Bust That Myth!
When you hear the word “fat” what do you think of? Most people view fat as a negative thing to avoid, whether it’s on your body or in your diet. The media told you to eat less fat. “Nonfat” this and “lowfat” that have popped up on every aisle of the grocery store. Is there truth behind the thought that fat in your diet increases fat on your body?

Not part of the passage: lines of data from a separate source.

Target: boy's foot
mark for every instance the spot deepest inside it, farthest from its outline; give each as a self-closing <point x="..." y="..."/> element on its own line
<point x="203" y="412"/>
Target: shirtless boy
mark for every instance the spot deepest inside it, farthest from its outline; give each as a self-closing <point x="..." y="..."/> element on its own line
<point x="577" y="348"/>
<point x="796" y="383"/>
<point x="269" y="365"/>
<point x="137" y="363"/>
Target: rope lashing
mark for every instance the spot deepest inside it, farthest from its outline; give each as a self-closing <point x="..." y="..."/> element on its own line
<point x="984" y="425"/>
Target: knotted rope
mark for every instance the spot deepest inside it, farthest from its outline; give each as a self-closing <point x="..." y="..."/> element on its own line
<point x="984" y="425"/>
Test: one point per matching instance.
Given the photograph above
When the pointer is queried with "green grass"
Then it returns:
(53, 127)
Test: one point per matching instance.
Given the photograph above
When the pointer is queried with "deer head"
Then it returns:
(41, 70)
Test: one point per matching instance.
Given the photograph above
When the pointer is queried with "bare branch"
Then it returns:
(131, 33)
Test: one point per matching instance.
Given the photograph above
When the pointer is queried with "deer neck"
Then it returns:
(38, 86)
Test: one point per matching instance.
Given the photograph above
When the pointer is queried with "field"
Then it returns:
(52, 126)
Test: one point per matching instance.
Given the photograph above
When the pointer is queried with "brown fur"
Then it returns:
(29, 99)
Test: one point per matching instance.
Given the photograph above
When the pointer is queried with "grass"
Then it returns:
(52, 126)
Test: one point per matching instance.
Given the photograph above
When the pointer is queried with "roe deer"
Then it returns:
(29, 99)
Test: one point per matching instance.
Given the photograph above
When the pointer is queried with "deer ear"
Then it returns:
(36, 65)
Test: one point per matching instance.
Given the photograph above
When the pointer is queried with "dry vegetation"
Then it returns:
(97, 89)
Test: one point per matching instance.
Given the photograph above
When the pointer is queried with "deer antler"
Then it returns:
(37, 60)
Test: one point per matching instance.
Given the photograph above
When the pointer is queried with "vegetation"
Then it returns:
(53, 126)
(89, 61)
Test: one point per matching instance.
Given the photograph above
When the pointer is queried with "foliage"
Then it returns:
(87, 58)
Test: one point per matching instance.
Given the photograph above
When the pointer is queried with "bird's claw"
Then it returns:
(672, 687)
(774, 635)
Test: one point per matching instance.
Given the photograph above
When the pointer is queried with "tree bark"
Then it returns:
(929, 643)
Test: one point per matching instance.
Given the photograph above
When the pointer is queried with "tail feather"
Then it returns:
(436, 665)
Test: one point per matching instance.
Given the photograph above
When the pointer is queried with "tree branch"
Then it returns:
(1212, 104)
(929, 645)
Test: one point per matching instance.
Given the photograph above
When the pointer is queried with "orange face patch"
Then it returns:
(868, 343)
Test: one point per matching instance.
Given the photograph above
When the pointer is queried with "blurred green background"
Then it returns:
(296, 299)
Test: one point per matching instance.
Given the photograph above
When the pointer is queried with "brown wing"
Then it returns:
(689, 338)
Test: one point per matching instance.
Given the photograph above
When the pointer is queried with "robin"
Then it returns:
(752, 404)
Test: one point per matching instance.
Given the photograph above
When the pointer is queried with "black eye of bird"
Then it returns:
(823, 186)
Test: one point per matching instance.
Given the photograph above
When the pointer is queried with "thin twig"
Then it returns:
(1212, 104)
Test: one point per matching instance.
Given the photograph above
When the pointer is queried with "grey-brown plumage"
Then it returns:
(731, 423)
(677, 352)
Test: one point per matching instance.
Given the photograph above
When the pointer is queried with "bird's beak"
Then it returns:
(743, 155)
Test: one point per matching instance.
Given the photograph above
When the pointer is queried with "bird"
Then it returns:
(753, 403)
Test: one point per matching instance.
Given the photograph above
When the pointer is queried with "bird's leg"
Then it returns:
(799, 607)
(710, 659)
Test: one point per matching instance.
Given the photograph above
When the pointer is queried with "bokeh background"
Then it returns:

Dietary Fat Doesn’t Increase Body Fat
Just because food has fat in it, does not automatically mean that you will gain body fat because the fat that is found in food is not the same type of fat that is held on your body. Evidence based findings state that the only way to gain body fat is by consuming more calories than you are burning on a daily and weekly basis.
You Actually Need Fat
Yep, you need to eat fat in your diet. Fat contains essential nutrients that cannot be made by the body, as well as acts as the primary transportation for several essential vitamins. Some of the many benefits of dietary fat include:
- Membrane structure and function
- Precursors to hormones
- Regulation and excretion of nutrients
- Surrounding, protecting, and holding organs in place
- Insulating the body from harsh environments
- Prolonging the digestion process which increases the feeling of fullness after a meal
Where The Fear Came From
The fear of fat came into play as obesity rates started to rise. It was also around the time that fast food restaurants were multiplying in numbers. People looked at the correlation between the two and assumed that the former must be caused by the latter. Remember though, the only way to gain weight is by eating extra calories. Fat further gained a bad reputation because it has over twice as many calories per gram than protein and carbohydrates. For every gram of fat, there are 9 calories. In contrast, for every gram of protein and carbohydrate, there are 4 calories. Foods that contain more fat, also tend to be higher in calories, but it isn’t the fat that made you gain weight.
Eat In Balance
The way to combat this is by balancing your macronutrients and making sure to keep your calories in check. Fat should make up 20-30% of your daily calorie intake, while protein should be around 30-40% and carbohydrates around 40-50% of your daily calories. By watching these numbers, you can make sure that you are getting enough of the nutrients that you need without eating too many calories. Get a personalized calorie goal by speaking with one of our personal trainers today. Now you know, fat doesn’t make you fat. Instead, it is an essential nutrient that you need in your diet.
2012. NASM Essentials of Personal Fitness Training. Fourth Edition. Philadelphia, PA. Lippincott Williams & WIlkins, a Wolters Kluwer business.